Общение с М. О. началось в период наибольшего гонения на меня; он не

только поддерживал добрым словом; но всюду, где мог, укреплял мое реноме:

предложил в члены Общества любителей российской словесности247, расхваливал

Струве, с которым водился тогда; вместе с Рачинским способствовал тому,

чтобы отношения мои с Евгением Трубецким, имевшим вес в профессорской

корпорации, приняли не только сносный, но прямо-таки дружелюбный характер; у

него я встречался с Бердяевым и Булгаковым, тогдашними его друзьями, с

профессором философии права Б. А. Кистяковским, с профессором Котлярев-ским,

с А. Е. Грузинским, с Н. С. Ангарским и со многими другими писателями и

исследователями; он очень дружил с профессором Петрушевским, для которого

сохранял определенный день, кажется пятницу, никого не приглашая на

Петрушевского и наслаждаясь общением с ним вдвоем; и всегда, когда бы ты ни

пришел вечером, появлялась милая, умная, добрая издательница "Критического

обозрения", Е. Н. Орлова, жившая в том же доме; она была не только

чтительницей М. О., но и членом семьи; и, кажется, видывал у него А. Б.
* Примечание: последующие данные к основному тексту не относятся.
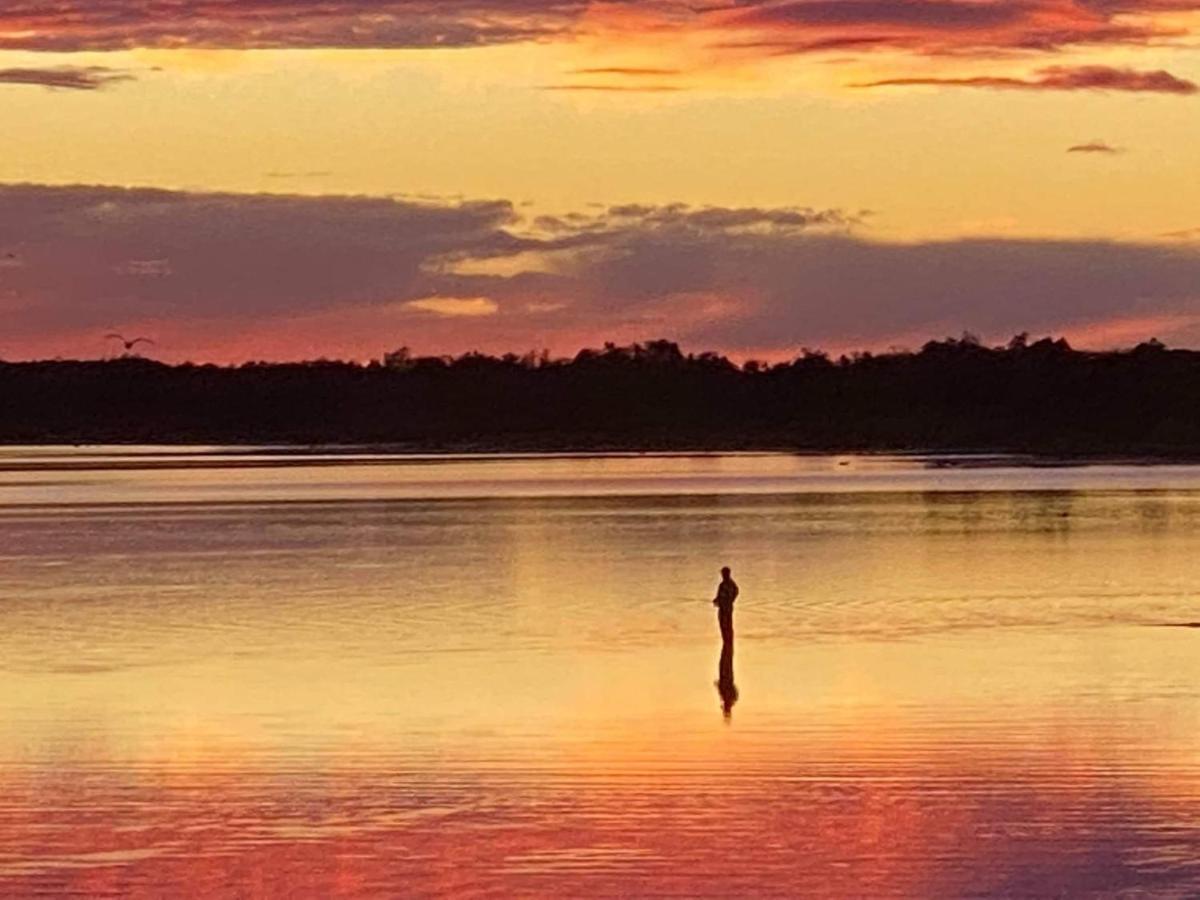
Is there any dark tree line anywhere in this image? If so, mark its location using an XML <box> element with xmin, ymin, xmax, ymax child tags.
<box><xmin>0</xmin><ymin>335</ymin><xmax>1200</xmax><ymax>456</ymax></box>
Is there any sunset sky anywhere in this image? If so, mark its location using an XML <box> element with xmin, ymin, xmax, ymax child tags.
<box><xmin>0</xmin><ymin>0</ymin><xmax>1200</xmax><ymax>362</ymax></box>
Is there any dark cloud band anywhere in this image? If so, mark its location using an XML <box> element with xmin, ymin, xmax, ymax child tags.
<box><xmin>7</xmin><ymin>186</ymin><xmax>1200</xmax><ymax>356</ymax></box>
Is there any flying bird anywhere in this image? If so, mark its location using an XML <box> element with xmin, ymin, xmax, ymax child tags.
<box><xmin>104</xmin><ymin>334</ymin><xmax>154</xmax><ymax>353</ymax></box>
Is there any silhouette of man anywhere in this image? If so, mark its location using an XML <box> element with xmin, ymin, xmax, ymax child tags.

Гольденвейзера, брата его жены, с которым чаще встречался у Метнеров.

Я посещал М. О. главным образом утром, принося ему всего себя; первый

его вопрос за набивкою мне папиросы:

- "Над чем сидите?"

Говорил он это, точно поплевывая, мимо меня, с встряхом жестяночки,

взятой им на колени, чтобы удобней табак набивать; и я сразу ж вываливал ему

и последние мысли о последнем чтении, и мысли над рукописью, и евои планы о

будущем, и впечатленья о новых знакомствах; и знаю заранее его вопрос:

- "Что поделывает А. С. Петровский?"

А. С. Петровского, моего друга и очень ценимого М. О. музееведа, М. О.